Alexander la sostuvo en silencio, sintiendo cómo el peso del día y la tormenta exterior parecían disolverse en la quietud del momento. Sin embargo, en su interior, una furia creciente ardía como un fuego incontrolable. Sabía que Kaelith no se detendría, que aquella aparición no era más que un aviso, una burla. Saber que ese maldito hechicero habia extendido su mano oscura hacia Gabriella, algo dentro de él amenazaba con romperse. No solo era el hecho de que Kaelith lo estuviera desafiando en su propio territorio, sino que lo que más le enfurecía era la amenaza constante que parecía pender sobre ella, sobre Gabriella, como una espada invisible que no podía esquivar.
¿Qué demonios quería Kaelith de ella? Esa pregunta lo atormentaba, un eco implacable que resonaba en su mente. Apretó los dientes, sintiendo la rabia tensar cada músculo de su cuerpo. Quería arrancarle esa respuesta al hechicero, encontrarlo, enfrentarlo y destruirlo por haber invadido su espacio, por haber tocado a Gabriella. Pero ahora, no podía dejar que ella lo notara. No podía permitir que su miedo se alimentara también de su propia furia.
—Descansa, Gabriella —murmuró, su voz traicionando apenas un atisbo de la tormenta que se desataba dentro de él.

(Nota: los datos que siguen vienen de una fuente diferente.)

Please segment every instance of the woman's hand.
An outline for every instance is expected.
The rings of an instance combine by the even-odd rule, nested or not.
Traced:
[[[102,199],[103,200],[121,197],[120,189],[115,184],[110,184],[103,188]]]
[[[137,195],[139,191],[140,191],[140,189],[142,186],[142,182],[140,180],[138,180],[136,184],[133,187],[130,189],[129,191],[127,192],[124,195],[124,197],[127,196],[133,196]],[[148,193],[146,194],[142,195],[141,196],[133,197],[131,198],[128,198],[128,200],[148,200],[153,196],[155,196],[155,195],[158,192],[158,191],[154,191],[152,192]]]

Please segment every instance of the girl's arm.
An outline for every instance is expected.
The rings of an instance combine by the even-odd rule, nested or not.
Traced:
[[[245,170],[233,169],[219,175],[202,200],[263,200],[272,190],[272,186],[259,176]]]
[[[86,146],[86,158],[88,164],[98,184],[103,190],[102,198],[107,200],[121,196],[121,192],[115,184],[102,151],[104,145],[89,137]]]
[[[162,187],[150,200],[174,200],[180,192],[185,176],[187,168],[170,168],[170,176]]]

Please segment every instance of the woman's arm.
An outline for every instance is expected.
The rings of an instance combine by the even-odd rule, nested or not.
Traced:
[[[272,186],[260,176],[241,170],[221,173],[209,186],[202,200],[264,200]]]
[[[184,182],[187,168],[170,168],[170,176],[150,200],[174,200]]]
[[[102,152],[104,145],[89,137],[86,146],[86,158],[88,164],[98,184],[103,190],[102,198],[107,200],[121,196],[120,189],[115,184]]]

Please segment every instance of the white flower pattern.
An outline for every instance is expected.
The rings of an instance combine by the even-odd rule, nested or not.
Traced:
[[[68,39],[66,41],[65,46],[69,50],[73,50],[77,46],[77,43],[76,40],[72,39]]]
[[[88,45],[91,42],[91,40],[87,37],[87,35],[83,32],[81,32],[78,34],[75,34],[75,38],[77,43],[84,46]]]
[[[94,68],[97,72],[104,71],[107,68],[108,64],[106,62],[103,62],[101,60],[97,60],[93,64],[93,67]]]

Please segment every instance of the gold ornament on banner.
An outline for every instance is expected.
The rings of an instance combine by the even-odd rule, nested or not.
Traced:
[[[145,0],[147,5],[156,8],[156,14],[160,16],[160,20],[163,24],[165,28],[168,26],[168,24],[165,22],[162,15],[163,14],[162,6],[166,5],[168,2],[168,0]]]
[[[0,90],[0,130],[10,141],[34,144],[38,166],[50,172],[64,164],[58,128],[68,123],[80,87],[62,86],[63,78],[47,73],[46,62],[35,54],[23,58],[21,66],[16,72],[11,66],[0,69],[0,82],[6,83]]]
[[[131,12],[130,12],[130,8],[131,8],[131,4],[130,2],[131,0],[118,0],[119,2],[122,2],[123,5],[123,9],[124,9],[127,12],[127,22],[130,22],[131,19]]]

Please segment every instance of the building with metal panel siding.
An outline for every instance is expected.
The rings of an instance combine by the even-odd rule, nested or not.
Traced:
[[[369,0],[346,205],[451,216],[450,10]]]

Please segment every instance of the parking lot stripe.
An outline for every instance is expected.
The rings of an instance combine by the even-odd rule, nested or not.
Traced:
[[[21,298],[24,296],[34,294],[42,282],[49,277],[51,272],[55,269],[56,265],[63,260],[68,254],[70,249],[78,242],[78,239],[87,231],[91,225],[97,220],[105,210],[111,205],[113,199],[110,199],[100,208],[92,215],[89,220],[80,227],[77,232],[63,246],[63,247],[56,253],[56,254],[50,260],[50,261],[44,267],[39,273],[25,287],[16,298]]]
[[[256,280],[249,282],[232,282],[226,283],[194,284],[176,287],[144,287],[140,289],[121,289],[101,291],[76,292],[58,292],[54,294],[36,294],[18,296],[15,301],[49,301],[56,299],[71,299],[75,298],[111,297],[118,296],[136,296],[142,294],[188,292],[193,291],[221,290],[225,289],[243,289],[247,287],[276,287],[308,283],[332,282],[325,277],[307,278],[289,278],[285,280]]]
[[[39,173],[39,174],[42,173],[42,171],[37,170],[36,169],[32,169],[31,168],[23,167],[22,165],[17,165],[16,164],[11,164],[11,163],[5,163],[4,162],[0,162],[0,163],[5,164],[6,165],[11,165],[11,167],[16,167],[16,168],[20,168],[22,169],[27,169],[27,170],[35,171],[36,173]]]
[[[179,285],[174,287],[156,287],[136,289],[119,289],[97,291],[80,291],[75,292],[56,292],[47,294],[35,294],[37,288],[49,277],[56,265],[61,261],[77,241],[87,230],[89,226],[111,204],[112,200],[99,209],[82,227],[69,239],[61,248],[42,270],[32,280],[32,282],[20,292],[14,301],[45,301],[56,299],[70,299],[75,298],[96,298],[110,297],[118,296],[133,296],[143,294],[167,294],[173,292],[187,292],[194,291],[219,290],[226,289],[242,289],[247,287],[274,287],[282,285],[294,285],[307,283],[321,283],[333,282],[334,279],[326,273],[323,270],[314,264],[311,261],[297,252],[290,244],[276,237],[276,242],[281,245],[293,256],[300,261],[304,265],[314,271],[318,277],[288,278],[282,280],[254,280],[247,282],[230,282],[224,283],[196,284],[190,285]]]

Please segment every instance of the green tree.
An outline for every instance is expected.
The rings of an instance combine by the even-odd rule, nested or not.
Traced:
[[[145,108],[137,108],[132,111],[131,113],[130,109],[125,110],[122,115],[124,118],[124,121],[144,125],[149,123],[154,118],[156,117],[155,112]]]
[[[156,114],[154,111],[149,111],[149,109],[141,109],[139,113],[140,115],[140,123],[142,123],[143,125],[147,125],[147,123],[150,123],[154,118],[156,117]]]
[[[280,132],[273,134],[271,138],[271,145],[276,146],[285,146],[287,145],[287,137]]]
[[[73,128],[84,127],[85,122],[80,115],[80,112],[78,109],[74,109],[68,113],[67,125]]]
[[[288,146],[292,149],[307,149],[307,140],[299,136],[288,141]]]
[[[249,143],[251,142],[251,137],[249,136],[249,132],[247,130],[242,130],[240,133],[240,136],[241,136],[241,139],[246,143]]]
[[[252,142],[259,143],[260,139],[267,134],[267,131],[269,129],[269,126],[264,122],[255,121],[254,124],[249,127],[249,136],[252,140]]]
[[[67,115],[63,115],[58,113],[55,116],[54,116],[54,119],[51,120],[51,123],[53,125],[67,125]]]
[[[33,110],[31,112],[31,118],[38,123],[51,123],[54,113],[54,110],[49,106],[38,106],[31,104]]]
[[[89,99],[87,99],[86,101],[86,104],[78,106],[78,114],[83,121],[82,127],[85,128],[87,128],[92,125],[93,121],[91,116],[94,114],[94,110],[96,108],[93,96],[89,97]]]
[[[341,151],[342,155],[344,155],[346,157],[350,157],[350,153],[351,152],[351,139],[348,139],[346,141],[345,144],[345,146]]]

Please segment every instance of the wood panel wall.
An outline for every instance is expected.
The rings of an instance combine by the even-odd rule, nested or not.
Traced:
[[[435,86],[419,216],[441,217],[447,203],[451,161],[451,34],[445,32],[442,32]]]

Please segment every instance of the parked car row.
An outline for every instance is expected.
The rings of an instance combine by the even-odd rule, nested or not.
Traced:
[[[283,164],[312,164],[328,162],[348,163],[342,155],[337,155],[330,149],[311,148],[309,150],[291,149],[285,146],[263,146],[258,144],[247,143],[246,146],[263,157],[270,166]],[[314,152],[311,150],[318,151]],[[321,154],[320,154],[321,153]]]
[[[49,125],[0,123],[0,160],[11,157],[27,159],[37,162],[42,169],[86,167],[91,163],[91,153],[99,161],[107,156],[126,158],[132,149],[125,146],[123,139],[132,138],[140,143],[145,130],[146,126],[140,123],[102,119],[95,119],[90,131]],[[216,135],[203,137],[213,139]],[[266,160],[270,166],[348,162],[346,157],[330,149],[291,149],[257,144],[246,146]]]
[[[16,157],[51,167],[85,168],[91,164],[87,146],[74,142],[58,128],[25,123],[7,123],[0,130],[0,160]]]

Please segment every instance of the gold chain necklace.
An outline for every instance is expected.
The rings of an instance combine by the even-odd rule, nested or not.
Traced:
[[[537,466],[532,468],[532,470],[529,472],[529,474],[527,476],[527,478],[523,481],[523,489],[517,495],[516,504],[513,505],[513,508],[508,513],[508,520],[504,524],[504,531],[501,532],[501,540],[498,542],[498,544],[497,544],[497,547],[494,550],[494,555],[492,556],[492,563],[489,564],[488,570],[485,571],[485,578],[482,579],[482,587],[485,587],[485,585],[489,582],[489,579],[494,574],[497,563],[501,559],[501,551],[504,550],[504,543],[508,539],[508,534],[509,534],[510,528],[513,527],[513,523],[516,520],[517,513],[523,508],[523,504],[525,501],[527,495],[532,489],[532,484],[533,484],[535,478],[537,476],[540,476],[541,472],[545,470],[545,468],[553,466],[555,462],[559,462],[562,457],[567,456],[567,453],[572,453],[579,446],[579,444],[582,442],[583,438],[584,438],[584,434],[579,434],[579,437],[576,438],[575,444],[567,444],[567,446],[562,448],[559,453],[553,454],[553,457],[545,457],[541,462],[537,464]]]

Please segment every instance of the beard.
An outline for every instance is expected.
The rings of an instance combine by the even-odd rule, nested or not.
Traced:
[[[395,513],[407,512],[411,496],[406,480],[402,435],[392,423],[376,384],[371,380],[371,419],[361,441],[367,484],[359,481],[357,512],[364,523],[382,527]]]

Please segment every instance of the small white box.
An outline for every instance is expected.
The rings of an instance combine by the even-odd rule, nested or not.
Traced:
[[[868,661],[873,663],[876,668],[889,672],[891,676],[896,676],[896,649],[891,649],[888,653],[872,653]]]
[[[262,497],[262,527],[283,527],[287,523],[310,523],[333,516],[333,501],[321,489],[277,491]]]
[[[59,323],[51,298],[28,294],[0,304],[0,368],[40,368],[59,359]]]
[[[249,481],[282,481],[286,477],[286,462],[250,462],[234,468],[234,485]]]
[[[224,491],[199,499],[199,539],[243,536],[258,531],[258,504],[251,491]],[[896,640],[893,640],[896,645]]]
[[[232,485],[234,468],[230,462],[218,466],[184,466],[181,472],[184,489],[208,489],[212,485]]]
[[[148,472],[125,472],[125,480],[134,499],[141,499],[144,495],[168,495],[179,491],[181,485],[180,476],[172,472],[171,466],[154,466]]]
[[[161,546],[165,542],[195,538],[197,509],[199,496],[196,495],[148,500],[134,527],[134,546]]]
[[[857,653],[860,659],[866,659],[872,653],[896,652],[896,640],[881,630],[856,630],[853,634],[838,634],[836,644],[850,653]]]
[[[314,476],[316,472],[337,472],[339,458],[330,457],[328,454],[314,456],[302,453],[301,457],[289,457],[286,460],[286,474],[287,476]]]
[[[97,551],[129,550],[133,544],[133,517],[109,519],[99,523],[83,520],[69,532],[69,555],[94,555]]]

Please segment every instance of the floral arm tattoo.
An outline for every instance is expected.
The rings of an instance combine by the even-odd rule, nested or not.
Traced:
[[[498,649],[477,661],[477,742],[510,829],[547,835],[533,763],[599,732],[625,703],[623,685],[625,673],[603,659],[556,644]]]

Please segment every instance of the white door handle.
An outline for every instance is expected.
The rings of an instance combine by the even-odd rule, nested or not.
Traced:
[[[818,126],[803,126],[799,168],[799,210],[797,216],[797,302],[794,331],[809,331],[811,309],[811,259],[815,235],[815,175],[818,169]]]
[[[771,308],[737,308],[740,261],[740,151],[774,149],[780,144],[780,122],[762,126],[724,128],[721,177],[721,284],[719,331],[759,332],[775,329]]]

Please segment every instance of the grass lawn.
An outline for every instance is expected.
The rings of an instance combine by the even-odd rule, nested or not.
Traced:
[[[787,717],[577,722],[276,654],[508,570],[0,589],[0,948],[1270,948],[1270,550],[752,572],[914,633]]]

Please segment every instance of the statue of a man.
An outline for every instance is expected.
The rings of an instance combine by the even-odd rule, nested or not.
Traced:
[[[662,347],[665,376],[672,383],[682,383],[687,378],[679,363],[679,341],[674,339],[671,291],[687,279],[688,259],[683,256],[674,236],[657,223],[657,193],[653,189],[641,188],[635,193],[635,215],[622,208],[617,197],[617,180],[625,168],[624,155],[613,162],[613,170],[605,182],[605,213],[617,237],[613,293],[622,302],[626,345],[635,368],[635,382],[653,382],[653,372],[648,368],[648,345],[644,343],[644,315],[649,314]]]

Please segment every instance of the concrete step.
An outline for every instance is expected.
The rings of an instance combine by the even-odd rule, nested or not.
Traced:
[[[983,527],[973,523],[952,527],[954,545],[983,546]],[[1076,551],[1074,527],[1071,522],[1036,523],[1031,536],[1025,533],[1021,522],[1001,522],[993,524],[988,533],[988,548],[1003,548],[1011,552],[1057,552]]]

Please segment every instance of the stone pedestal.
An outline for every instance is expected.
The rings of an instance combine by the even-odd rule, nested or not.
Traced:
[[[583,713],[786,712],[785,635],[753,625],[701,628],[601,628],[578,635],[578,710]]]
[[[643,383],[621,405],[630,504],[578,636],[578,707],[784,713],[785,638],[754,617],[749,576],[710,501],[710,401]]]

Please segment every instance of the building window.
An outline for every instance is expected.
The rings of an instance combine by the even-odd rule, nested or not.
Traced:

Sentía el calor de su cuerpo tembloroso contra el suyo, la vulnerabilidad que ella intentaba ocultar, y por ella, por ese momento, decidió tragarse la furia que lo consumía. Se obligó a mantener el control, apretándola un poco más fuerte entre sus brazos, como si con ese gesto pudiera protegerla de las sombras que acechaban.
Pero en su mente, la promesa era clara: Kaelith no saldría impune. Alexander lo encontraría, lo confrontaría, y le arrancaría cada secreto que guardaba sobre Gabriella, le haría pagar por cada intento de manipularla, por cada visión tortuosa con la que intentaba quebrarla. Y cuando terminara, Kaelith no tendría la oportunidad de escapar una vez más. Su pútrido corazón palpitaría entre sus dedos tras arrancárselo.
Gabriella suspiró, relajándose poco a poco en sus brazos, pero Alexander no podía darse ese lujo. Sentía el ardor de la ira retorciéndose dentro de él, alimentada por la necesidad de respuestas y el deseo de destruir a quien la amenazara. Por ahora, sin embargo, la mantendría a salvo.
Aunque su mirada se desvió hacia la ventana, donde la lluvia seguía azotando sin piedad los muros del castillo, su mente ya estaba planeando el próximo paso. La caza de Kaelith comenzaba.